I started watching the Murdoch family in the mid-1980s, when I was managing a large Australian portfolio. The original business of News Corp, the parent of FOX, was politically-oriented media targeted at right-of-center blue collar workers in Australia. As I saw it, News consistently traded positive news coverage to its right-of-center audience in return for regulatory favors. Rupert Murdoch’s genius was to replicate this model on successively larger stages, first in the UK and then in the US.

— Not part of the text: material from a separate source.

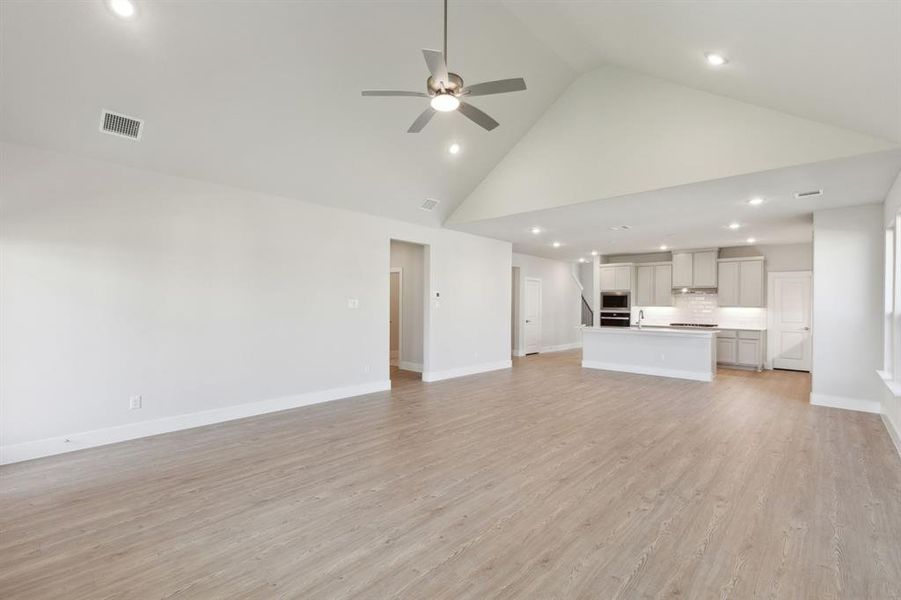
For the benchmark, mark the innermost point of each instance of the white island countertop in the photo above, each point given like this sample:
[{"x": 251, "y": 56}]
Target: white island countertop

Today–again, as I see it–Rupert is moving to turn the family business over to his two sons, on the idea that they will follow in his footsteps as he did his father’s. This desire has two implications for the bidding war between DIS and CMCSA for the FOX media assets:
–the Murdoch family wants equity, not cash. That’s only partly for tax reasons (because taking cash would presumably trigger a big capital gains bill, while taking equity in the successor company wouldn’t). Just as important,
–the next generation of Murdochs wants to continue to have a seat at the media table. The fact that they would own a lot of DIS stock and the fact that there’s no clear successor to the current DIS chairman make it an ideal landing spot. Comcast, in contrast, is another family-controlled company. The last thing Comcast wants is to let in a potentially powerful internal rival. This means CMCSA issuing stock is probably out of the question–and certainly not the favored class of stock the Roberts family uses to maintain control. So Comcast doesn’t suit the Murdochs at all.
Most institutional investors don’t pay taxes, so they’re indifferent to whether they get stock or cash.
I don’t think it’s an accident that the Comcast offer for FOX is at a level that more than compensates any long-term holder of FOX for the tax he would owe on selling. In other words, FOX directors can’t use the grounds that they’re “protecting” shareholders from tax by rejecting the Comcast offer in favor of DIS. After the Supreme Court ruling allowing the ATT/Time Warner merger, they may not be able to argue that a Comcast/Fox merger would run afoul of regulators, either.
At first blush, the Comcast position seems a lot weaker than DIS’s. The Murdochs want to sell to DIS and, I think, actively don’t want to sell to Comcast. As for DIS, it faces a continuing problem finding places to reinvest its huge media cash flows. And opportunities like FOX don’t turn up every day.
What is Comcast’s strategy? My guess is that it’s hoping to raise the offer price to a point where DIS drops out and public pressure forces FOX to sell itself to Comcast. From what I can tell, it would likely need a partner to do so.
I’ve got no desire to participate, but this will be an interesting battle to watch.